# Im in North Alabama and Im looking for some Hickory,Apple, and Pecan wood.



## stro3579 (Feb 18, 2013)

Can anyone local help me out?  Need some hickory,apple,and or pecan wood.  Cant seem to find any.


----------



## pgsmoker64 (Feb 18, 2013)

Hi Stro!

I get all my hard to find smoking woods at Baxter's Original online store.

http://baxtersoriginal.com/

Good luck,

Bill


----------



## jsbguin (Feb 18, 2013)

Alabama Gas, Light, and Grill has wood chunks in oak, hickory, apple, pecan, etc. It's located in Homewood, AL. 

Where in NWAL are you located? I'm in Double Springs.


----------



## kathrynn (Feb 18, 2013)

I usually get mine from Publix....not the pecan..but they have apple and hickory chunks near the charcoal


----------



## fpnmf (Feb 18, 2013)

KathrynN said:


> I usually get mine from Publix....not the pecan..but they have apple and hickory chunks near the charcoal


No pecan trees up there in south Tenn????

  Craig


----------



## kathrynn (Feb 18, 2013)

Howdy Craig! I am about 45 min from the Tennessee line in Alabama. There are a few pecan trees out in the back of the church next door. Cant get to the wood....dang it!!!!

I haven't seen it sold locally tho. Gonna start looking. Keep hearing how great it is.


----------



## fpnmf (Feb 18, 2013)

KathrynN said:


> Howdy Craig! I am about 45 min from the Tennessee line in Alabama. There are a few pecan trees out in the back of the church next door. Cant get to the wood....dang it!!!!
> 
> I haven't seen it sold locally tho. Gonna start looking. Keep hearing how great it is.


Hahahahaha I was just being a wise guy..

Actually you live in a beautiful part of the country..

During my years in the BSA we camped,climbed.hiked and repelled at a place just east of you..ever been to Sandrock near Leesburg???

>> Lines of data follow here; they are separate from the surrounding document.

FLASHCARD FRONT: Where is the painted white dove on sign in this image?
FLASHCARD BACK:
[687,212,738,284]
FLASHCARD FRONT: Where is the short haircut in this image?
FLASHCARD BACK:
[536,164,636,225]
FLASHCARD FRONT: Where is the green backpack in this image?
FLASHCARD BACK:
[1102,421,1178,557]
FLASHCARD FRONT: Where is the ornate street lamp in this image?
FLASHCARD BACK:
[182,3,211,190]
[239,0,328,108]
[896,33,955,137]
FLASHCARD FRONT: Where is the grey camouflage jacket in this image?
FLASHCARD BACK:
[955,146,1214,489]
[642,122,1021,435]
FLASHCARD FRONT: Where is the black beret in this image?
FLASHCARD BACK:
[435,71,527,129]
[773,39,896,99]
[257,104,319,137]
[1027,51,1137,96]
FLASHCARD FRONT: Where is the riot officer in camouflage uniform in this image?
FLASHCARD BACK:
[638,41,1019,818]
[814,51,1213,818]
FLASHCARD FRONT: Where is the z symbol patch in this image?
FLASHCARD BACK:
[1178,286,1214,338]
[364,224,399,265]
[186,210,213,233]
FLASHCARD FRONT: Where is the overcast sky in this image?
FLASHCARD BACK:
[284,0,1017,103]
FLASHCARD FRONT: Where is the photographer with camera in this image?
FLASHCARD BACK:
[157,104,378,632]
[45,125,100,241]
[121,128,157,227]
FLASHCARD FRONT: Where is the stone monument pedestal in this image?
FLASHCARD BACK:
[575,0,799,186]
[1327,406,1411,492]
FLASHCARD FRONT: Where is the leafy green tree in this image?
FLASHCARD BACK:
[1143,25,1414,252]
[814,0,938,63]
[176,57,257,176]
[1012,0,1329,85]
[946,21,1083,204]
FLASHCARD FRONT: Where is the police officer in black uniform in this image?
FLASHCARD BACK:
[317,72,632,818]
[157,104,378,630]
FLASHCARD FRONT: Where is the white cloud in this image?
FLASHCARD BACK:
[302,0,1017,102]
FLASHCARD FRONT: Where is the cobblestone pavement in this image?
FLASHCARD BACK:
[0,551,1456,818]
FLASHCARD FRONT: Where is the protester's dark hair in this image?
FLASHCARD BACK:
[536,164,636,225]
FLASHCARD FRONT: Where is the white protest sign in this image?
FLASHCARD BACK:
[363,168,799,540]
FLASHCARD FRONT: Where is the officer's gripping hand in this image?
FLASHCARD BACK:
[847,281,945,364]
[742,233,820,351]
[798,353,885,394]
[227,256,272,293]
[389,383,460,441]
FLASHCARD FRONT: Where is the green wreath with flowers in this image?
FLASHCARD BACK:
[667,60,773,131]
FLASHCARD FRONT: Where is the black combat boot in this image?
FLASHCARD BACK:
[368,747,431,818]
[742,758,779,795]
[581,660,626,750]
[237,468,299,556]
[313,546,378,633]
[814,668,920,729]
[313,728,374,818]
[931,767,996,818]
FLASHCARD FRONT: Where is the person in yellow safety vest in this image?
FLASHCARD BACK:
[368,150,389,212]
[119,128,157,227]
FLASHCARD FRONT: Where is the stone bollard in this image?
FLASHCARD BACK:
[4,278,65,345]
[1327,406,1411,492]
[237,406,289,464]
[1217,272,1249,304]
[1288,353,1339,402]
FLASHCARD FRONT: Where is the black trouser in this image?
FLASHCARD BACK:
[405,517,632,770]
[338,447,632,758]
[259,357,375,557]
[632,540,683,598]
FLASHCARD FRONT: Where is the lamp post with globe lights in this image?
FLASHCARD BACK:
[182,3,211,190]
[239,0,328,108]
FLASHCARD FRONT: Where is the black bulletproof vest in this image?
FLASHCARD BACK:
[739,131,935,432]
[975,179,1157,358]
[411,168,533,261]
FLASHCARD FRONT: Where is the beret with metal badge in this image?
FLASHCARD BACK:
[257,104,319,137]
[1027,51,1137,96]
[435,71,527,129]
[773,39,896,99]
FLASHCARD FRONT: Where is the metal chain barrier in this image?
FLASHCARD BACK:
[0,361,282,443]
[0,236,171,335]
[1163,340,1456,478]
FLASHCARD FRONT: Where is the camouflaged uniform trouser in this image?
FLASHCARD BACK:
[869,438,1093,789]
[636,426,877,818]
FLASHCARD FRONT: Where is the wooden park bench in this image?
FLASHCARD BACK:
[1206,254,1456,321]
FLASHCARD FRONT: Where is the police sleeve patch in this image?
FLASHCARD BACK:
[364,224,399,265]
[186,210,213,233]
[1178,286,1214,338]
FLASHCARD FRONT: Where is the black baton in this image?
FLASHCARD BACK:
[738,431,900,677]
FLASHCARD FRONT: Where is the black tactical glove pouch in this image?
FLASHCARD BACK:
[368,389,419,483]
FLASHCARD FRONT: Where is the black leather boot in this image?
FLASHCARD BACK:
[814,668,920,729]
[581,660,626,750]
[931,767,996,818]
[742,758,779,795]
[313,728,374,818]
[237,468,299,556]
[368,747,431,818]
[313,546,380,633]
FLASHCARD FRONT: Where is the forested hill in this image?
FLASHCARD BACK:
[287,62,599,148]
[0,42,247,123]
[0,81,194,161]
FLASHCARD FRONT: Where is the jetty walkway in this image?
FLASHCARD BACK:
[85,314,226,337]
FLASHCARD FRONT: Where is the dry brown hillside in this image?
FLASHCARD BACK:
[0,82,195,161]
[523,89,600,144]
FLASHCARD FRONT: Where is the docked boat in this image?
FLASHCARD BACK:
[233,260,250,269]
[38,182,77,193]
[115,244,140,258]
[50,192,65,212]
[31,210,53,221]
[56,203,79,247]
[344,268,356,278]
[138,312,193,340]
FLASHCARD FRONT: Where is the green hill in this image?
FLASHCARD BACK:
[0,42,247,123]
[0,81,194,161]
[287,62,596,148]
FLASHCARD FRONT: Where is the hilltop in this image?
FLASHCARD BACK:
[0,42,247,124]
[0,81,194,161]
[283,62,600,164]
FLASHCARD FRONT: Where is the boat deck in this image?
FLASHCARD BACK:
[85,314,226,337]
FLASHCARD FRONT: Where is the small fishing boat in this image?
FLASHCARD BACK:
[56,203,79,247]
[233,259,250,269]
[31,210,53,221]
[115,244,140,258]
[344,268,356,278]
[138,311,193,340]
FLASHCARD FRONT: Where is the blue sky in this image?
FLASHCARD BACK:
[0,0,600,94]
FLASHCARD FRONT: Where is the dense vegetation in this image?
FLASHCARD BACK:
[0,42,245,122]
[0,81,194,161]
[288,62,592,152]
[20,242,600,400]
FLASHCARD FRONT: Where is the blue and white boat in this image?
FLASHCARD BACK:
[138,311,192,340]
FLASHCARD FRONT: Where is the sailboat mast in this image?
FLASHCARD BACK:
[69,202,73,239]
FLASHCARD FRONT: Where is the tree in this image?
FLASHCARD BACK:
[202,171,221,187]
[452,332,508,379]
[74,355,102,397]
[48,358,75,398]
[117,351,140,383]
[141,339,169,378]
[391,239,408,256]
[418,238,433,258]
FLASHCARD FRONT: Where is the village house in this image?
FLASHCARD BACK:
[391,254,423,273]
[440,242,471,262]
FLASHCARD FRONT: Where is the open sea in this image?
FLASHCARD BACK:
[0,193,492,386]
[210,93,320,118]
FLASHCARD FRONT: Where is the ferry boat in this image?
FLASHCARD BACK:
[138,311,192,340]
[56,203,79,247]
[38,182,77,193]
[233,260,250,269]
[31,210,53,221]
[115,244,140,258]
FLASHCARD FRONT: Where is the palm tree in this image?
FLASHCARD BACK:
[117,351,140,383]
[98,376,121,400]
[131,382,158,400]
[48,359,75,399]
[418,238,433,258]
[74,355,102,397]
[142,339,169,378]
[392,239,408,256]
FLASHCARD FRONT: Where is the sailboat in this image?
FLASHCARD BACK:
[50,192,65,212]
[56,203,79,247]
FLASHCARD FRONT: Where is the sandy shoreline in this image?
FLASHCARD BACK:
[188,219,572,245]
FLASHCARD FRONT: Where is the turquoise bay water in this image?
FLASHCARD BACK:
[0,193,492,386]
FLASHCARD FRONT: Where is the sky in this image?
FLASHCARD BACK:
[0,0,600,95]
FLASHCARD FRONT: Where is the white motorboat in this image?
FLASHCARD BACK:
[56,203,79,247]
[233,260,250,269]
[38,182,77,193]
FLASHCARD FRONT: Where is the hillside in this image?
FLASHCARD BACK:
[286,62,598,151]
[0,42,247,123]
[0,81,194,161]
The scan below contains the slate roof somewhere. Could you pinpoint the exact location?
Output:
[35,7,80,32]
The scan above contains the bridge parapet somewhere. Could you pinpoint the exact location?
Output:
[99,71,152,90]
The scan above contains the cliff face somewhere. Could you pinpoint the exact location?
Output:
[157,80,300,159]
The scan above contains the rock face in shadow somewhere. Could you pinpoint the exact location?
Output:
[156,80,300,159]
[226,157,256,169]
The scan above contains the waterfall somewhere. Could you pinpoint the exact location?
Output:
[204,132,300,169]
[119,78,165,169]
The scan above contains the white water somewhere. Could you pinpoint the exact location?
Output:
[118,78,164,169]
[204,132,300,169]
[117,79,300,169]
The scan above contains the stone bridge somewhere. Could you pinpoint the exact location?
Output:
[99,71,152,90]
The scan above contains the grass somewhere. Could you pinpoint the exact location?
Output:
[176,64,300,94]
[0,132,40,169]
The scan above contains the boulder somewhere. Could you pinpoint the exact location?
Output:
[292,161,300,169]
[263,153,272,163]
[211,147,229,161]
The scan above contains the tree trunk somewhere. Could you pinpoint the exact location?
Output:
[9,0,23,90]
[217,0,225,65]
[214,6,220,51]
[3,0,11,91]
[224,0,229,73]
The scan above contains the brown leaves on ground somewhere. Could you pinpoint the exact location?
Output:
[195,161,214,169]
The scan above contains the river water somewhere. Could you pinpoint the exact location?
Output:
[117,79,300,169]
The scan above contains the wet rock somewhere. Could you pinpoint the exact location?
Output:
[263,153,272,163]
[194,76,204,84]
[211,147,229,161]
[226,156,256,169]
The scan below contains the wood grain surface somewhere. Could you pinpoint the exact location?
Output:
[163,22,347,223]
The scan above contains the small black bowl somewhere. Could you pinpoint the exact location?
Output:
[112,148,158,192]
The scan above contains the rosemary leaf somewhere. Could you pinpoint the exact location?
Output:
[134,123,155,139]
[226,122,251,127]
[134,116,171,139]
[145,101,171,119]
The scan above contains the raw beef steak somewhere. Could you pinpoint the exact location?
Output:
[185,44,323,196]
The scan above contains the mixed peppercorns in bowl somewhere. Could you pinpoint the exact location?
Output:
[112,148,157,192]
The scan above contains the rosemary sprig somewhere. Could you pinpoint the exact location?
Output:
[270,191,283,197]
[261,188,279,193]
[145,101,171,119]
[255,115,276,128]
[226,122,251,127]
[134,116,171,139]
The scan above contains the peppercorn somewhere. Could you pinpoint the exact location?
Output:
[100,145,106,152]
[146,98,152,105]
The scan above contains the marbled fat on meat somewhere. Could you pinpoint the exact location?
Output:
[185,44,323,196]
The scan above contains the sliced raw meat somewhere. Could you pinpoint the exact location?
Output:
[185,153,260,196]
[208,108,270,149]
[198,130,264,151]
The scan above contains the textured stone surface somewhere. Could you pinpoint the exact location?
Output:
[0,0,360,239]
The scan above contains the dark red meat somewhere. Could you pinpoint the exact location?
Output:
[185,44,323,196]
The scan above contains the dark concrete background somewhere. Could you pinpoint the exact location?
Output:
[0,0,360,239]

We also went to a place north of there just south of the border to hook up with them crazy spelunkers...

               Craig


----------



## kathrynn (Feb 18, 2013)

fpnmf said:


> KathrynN said:
> 
> 
> > Howdy Craig! I am about 45 min from the Tennessee line in Alabama. There are a few pecan trees out in the back of the church next door. Cant get to the wood....dang it!!!!
> ...



I know you were....been thinking about all the wind and the branches falling....and if that could be used. Lol!!!!  We do live in a pretty area....but you live near the beach! To me....that is pure heaven!


----------



## stro3579 (Feb 19, 2013)

Sorry I haven't responded. I thought I had my notification set up to send me emails to my phone. 
I am in Madison area. I was looking for bigger pieces of wood not chunks.


----------



## stro3579 (Feb 19, 2013)

jsbguin said:


> Alabama Gas, Light, and Grill has wood chunks in oak, hickory, apple, pecan, etc. It's located in Homewood, AL.
> 
> Where in NWAL are you located? I'm in Double Springs.


Madison


----------



## kathrynn (Feb 19, 2013)

Stro3579 said:


> jsbguin said:
> 
> 
> > Alabama Gas, Light, and Grill has wood chunks in oak, hickory, apple, pecan, etc. It's located in Homewood, AL.
> ...


I am in Madison too.


----------



## stro3579 (Feb 19, 2013)

Kathryn, where do you get your wood from?


----------



## kathrynn (Feb 19, 2013)

I go to Publix and get some of their chunks in the Greenwise bags.  BUT I do have some Apple wood from a friend's farm.


----------



## stro3579 (Feb 19, 2013)

KathrynN said:


> I go to Publix and get some of their chunks in the Greenwise bags.  BUT I do have some Apple wood from a friend's farm.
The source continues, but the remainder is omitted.